- Open Access
- Total Downloads : 119
- Authors : Howard Lei, Gopikrishnan Pallipatta, Farnaz Ganjeizadeh
- Paper ID : IJERTV3IS061484
- Volume & Issue : Volume 03, Issue 06 (June 2014)
- Published (First Online): 01-07-2014
- ISSN (Online) : 2278-0181
- Publisher Name : IJERT
- License: This work is licensed under a Creative Commons Attribution 4.0 International License
Speaker-Dependent and Independent Factors for Human Voice Visualization
Howard Lei
Dept. of Engineering CSU East Bay, Hayward, CA
Gopikrishnan Pallipatta
Dept. of Engineering CSU East Bay, Hayward, CA
Farnaz Ganjeizadeh
Dept. of Engineering, CSU East Bay, Hayward, CA
Abstract – This work aims to visualize the variability of recorded human speech based on differences in speaker ethnicity, gender, age and recording environment. Analysis of this mismatch can be done using Gaussian Mixture Models (GMMs), which have historically been used in the field of speaker recognition, trained on Mel-Frequency Cepstral Coefficient (MFCC) feature vectors extracted from the speech waveforms. Certain parameters in the GMM models are extracted and mapped to two dimensions via the Principal Component Analysis (PCA) technique. The two- dimensional values are visualized and compared based on their ethnicity, age and gender. The database used consists of 42 speakers of different ethnicity, gender and age. The analysis showed that speaker voices recorded in the same noisy environment appear more closely on the two-dimensional plot, confirming that the noise level in every recording plays an important role which differentiates speakers.
Keywords – Speaker Recognition; GMM-UBM; Principal Component Analysis
-
INTRODUCTION
In speaker recognition, having a proper understanding of the causes of speaker variability is important to designing techniques to compensate for such variability. This work attempts to gain an understanding of the causes of speaker variability arising from factors such as speaker age, gender, ethnicity, and recording environment.

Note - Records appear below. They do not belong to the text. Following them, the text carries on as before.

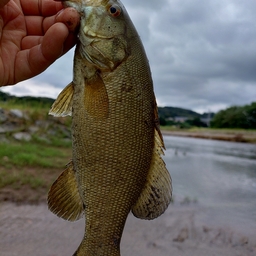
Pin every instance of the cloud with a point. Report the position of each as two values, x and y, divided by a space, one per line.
202 53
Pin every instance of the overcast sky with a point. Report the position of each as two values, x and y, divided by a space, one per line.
202 53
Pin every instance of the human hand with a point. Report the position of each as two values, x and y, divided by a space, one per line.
33 34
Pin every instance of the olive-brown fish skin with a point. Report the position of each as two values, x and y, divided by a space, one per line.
116 139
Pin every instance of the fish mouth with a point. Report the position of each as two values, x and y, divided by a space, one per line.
90 33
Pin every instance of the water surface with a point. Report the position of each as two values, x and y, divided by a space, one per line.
217 174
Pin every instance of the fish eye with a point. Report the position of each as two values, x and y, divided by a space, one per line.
114 10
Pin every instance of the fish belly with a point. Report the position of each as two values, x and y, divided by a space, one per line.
112 157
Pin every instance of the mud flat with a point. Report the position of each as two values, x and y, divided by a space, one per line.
182 230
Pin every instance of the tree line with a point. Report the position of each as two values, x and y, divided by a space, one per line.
236 117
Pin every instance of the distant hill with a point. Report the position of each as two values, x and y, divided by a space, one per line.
26 100
166 112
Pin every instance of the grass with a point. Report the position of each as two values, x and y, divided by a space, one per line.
30 166
31 154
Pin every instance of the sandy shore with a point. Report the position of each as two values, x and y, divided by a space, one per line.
182 230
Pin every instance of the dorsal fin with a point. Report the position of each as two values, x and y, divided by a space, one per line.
62 106
63 198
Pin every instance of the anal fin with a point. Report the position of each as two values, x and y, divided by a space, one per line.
62 106
63 198
157 193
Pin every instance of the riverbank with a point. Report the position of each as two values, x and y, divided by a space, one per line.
214 134
184 229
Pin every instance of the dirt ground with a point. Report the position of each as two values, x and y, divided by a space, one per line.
182 230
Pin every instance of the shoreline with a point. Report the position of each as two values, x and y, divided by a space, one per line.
236 136
190 230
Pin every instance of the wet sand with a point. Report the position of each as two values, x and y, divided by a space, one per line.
235 136
182 230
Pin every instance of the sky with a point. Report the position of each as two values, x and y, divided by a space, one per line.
202 54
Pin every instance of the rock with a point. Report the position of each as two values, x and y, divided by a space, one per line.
22 136
3 116
16 113
7 128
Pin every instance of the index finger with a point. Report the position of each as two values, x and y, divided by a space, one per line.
40 7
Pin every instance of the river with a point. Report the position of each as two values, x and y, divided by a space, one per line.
216 174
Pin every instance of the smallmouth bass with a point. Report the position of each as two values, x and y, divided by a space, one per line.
116 164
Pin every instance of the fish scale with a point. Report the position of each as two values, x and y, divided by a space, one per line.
116 164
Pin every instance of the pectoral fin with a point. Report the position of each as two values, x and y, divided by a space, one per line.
157 193
62 106
96 97
63 198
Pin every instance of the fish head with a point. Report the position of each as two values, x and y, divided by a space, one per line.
106 32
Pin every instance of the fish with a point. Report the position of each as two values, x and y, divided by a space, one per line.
117 146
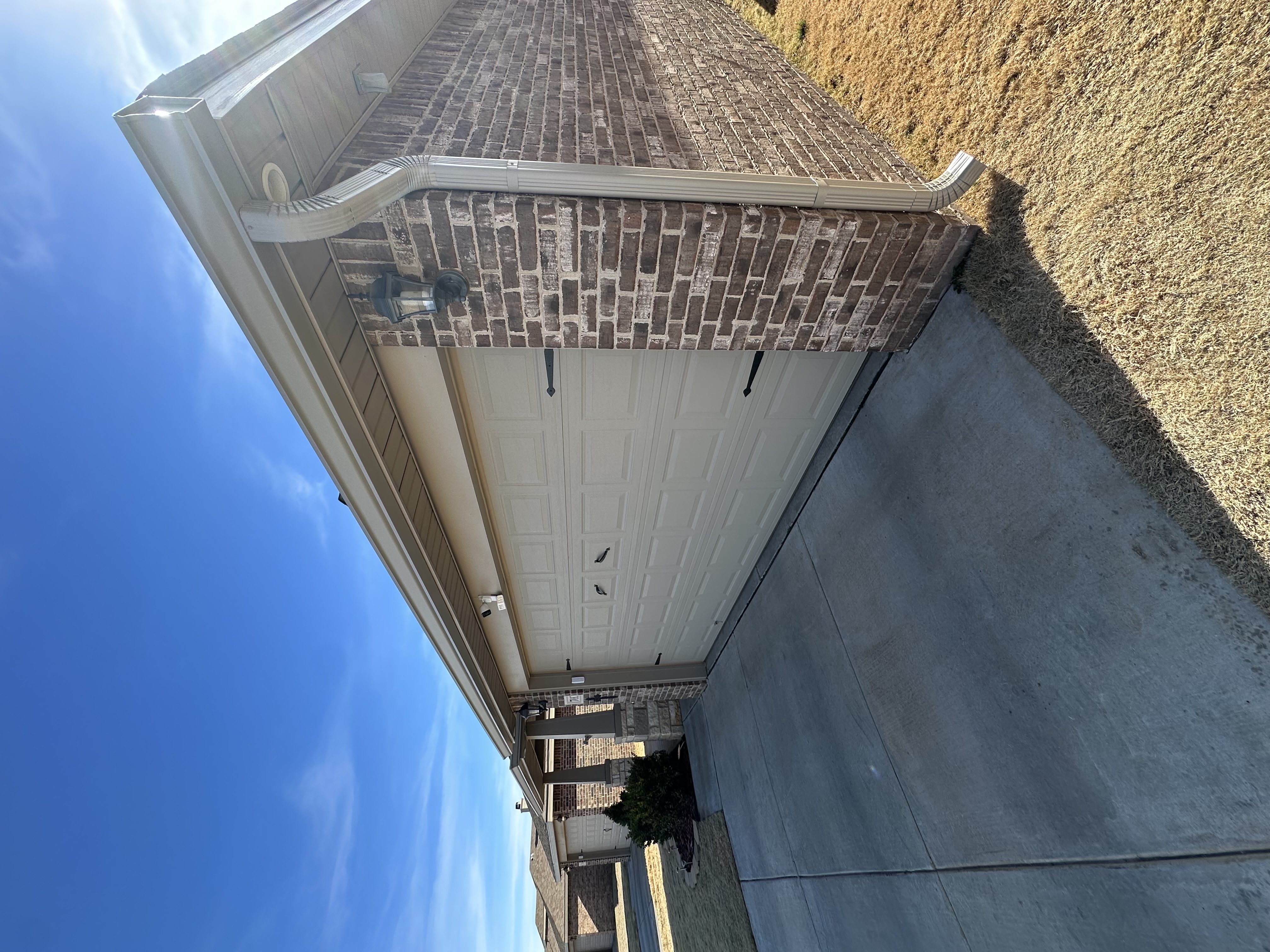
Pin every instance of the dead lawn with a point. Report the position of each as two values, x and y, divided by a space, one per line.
1127 223
710 916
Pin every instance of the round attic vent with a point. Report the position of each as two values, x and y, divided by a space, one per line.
275 183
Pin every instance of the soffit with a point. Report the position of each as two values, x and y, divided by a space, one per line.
630 507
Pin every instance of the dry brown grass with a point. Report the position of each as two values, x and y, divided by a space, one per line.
1127 224
712 916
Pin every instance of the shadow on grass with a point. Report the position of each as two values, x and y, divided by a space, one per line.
1006 281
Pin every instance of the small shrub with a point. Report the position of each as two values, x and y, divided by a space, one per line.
657 802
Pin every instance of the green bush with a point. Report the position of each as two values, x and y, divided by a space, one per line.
657 802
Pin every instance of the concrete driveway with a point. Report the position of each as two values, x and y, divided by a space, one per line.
987 696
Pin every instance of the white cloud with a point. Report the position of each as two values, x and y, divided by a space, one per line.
327 794
27 205
306 497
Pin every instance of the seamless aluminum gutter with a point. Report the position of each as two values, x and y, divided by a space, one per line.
364 195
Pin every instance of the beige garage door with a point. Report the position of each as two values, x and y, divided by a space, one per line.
632 504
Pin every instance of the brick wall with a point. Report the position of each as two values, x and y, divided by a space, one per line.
652 83
583 799
633 694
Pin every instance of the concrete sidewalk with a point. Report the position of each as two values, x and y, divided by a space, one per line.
988 696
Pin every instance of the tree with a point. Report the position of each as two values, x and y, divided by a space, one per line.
657 802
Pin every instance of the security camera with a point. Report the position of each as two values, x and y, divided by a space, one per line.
492 601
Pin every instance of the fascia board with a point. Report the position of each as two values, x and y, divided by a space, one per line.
616 677
180 144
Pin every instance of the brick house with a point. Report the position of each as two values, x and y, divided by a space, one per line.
557 450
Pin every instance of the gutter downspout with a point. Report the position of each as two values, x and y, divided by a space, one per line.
358 200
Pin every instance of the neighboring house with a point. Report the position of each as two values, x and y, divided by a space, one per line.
676 252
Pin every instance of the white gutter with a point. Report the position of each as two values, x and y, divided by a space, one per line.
358 200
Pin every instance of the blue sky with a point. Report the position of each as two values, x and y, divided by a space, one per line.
220 727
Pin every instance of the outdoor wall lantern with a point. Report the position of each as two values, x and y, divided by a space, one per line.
397 298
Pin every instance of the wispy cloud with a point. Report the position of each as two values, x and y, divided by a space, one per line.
145 38
309 498
27 206
327 795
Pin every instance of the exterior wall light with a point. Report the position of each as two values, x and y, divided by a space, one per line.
397 298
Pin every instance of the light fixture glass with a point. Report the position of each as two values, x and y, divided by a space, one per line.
397 298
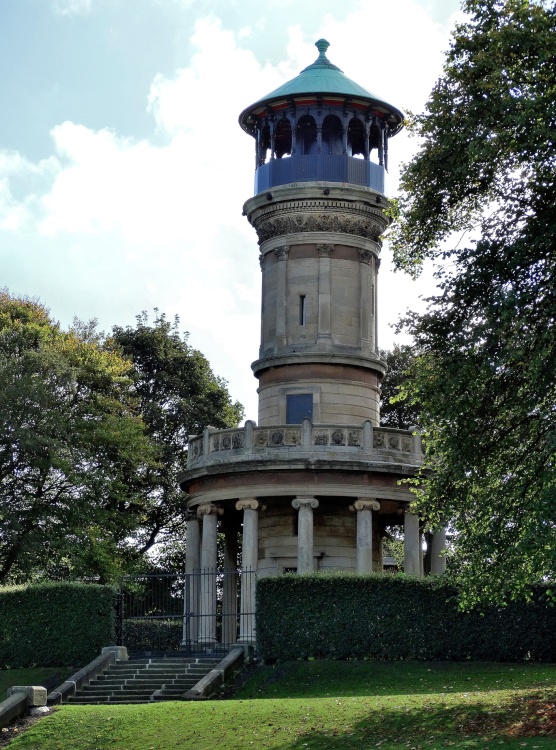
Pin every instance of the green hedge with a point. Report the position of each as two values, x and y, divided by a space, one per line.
394 617
55 624
152 635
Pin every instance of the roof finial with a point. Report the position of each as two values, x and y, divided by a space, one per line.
322 45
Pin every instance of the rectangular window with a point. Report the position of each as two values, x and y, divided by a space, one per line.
298 407
302 310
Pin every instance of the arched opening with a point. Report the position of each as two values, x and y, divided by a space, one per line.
356 138
332 135
283 144
375 142
306 135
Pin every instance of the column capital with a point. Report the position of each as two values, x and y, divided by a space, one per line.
249 503
208 509
325 250
281 252
305 502
364 503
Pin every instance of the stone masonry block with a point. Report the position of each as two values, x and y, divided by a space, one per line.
36 694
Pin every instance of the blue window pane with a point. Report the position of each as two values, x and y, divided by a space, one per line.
299 406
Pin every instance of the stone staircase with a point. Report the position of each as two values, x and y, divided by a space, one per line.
146 680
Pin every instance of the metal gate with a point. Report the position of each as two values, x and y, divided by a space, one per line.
208 610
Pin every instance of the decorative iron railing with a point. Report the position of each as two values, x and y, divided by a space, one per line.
347 442
167 612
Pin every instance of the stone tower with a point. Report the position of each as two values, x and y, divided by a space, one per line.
314 485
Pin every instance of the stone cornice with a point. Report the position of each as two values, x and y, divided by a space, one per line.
365 504
207 509
305 502
313 357
249 503
316 238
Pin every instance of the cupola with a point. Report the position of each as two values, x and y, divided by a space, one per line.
321 126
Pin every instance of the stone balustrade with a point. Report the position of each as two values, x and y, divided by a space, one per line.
287 442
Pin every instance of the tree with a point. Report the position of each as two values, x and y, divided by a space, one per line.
394 410
70 440
178 396
484 375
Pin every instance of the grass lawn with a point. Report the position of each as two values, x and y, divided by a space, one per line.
30 676
337 705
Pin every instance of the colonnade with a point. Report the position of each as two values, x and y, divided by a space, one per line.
201 559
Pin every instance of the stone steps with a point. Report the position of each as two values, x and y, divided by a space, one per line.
145 680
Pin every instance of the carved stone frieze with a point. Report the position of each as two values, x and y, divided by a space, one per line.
260 439
238 440
344 223
209 509
354 437
249 503
337 438
197 448
281 252
407 443
378 440
305 502
293 437
363 503
277 437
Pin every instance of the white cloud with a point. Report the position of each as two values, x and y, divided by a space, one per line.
158 221
71 7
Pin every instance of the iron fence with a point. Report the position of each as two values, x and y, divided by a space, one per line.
206 610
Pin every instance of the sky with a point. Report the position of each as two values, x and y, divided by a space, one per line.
123 170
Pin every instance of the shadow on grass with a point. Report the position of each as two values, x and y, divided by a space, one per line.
322 679
432 725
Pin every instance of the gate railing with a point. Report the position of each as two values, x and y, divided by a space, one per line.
170 612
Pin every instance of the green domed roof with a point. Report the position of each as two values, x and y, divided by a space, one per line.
322 78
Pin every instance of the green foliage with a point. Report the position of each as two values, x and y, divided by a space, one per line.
395 411
426 705
385 617
55 624
488 130
484 372
71 449
178 395
152 635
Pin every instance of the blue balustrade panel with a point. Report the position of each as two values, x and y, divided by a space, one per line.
319 167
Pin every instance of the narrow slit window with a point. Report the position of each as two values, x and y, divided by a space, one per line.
302 310
298 407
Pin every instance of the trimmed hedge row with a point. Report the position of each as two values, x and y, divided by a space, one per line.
55 624
393 618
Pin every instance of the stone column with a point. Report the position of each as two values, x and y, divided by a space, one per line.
249 560
364 507
324 331
207 608
191 589
411 547
305 507
438 557
281 254
229 589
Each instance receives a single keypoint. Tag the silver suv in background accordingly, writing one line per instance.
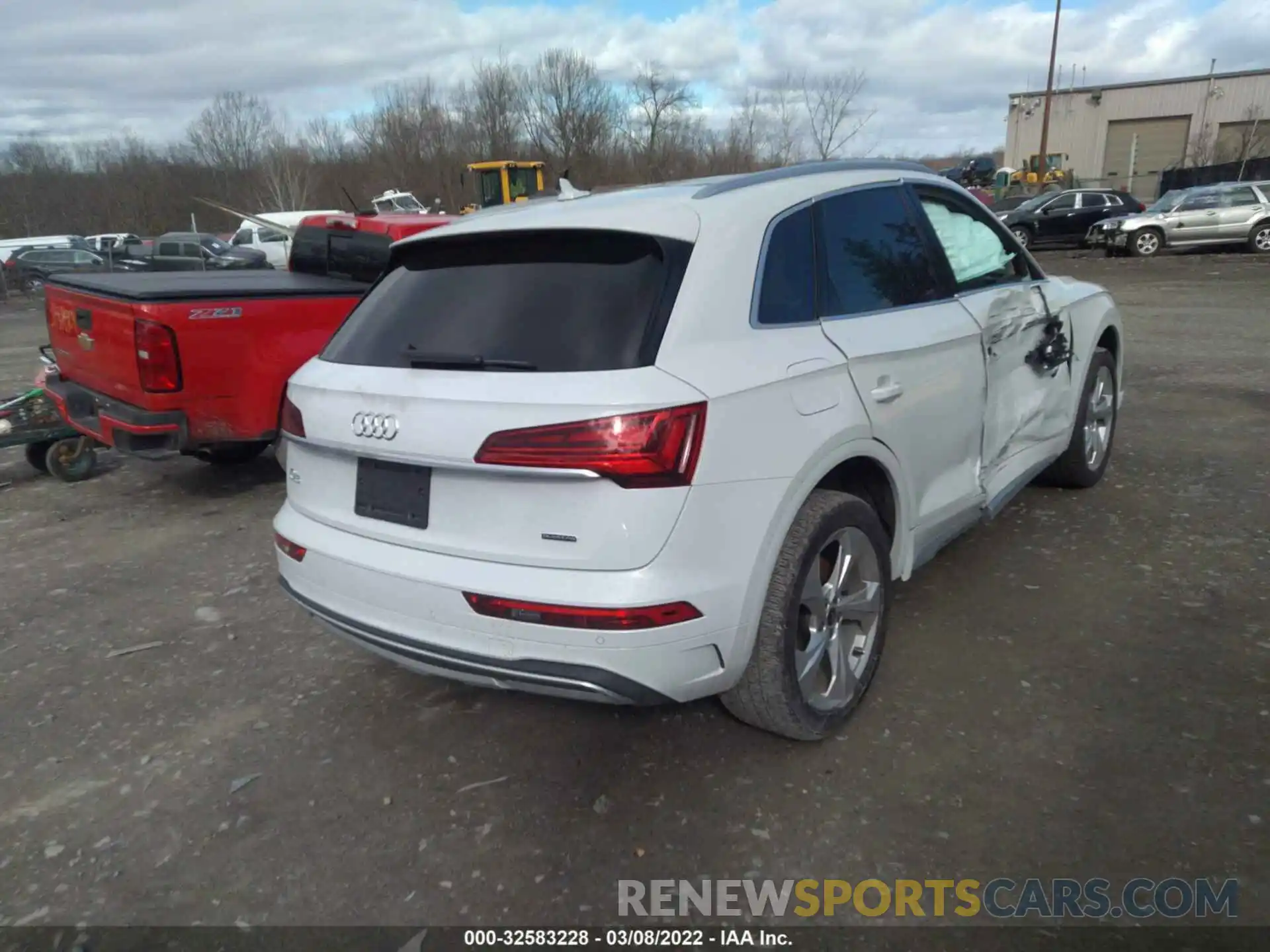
(1235, 214)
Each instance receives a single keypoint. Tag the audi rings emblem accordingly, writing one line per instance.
(375, 426)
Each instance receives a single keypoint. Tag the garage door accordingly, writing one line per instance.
(1161, 145)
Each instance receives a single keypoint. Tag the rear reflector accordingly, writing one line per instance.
(635, 451)
(574, 617)
(292, 420)
(290, 549)
(158, 361)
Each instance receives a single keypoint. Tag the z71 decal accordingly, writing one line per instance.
(204, 314)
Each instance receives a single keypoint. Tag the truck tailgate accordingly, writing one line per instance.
(93, 340)
(226, 324)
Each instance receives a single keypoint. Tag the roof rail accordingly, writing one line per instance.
(812, 168)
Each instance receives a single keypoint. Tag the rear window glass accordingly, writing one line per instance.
(356, 255)
(554, 301)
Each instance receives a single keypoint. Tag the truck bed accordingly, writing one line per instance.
(159, 287)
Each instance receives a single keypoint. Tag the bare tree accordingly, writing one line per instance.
(832, 116)
(570, 111)
(785, 125)
(659, 106)
(234, 132)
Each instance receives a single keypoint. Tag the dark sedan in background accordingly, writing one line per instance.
(1066, 218)
(32, 267)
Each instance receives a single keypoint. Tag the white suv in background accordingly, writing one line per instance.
(681, 441)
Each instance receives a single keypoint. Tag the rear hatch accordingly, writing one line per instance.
(474, 335)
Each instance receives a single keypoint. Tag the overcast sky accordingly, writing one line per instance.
(939, 73)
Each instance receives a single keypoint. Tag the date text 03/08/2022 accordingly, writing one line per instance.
(620, 938)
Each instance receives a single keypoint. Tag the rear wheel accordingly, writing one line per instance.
(232, 454)
(1259, 240)
(824, 625)
(1089, 452)
(1146, 244)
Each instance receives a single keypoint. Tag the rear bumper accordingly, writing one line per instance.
(130, 429)
(556, 678)
(408, 606)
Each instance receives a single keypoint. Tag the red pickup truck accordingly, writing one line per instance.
(197, 362)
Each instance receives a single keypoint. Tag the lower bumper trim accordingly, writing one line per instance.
(544, 677)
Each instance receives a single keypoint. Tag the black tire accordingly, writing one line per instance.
(1147, 243)
(1259, 239)
(233, 454)
(767, 695)
(37, 454)
(1072, 470)
(67, 462)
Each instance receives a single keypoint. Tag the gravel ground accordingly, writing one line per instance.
(1079, 688)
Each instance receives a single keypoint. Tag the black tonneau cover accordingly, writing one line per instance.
(206, 286)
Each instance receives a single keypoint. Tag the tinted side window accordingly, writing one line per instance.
(870, 254)
(786, 288)
(1236, 197)
(1199, 201)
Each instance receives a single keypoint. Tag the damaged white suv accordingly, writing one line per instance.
(681, 441)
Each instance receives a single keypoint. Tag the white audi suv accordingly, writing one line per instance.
(679, 441)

Each speaker is modeled using a Gaussian Mixture Model (GMM) [1], which has been popular for speaker recognition up until around 2006. Certain parameters of each speakers GMM are extracted, and reduced to two-dimensions using Principal Component Analysis (PCA) [2] for visualization. The GMMs are trained in the typical fashion using Mel-Frequency Cepstral Coefficient (MFCC) feature vectors [3]. Once two- dimensional data is obtained for each speaker, it can be visualized on a two-dimensional scatter plot.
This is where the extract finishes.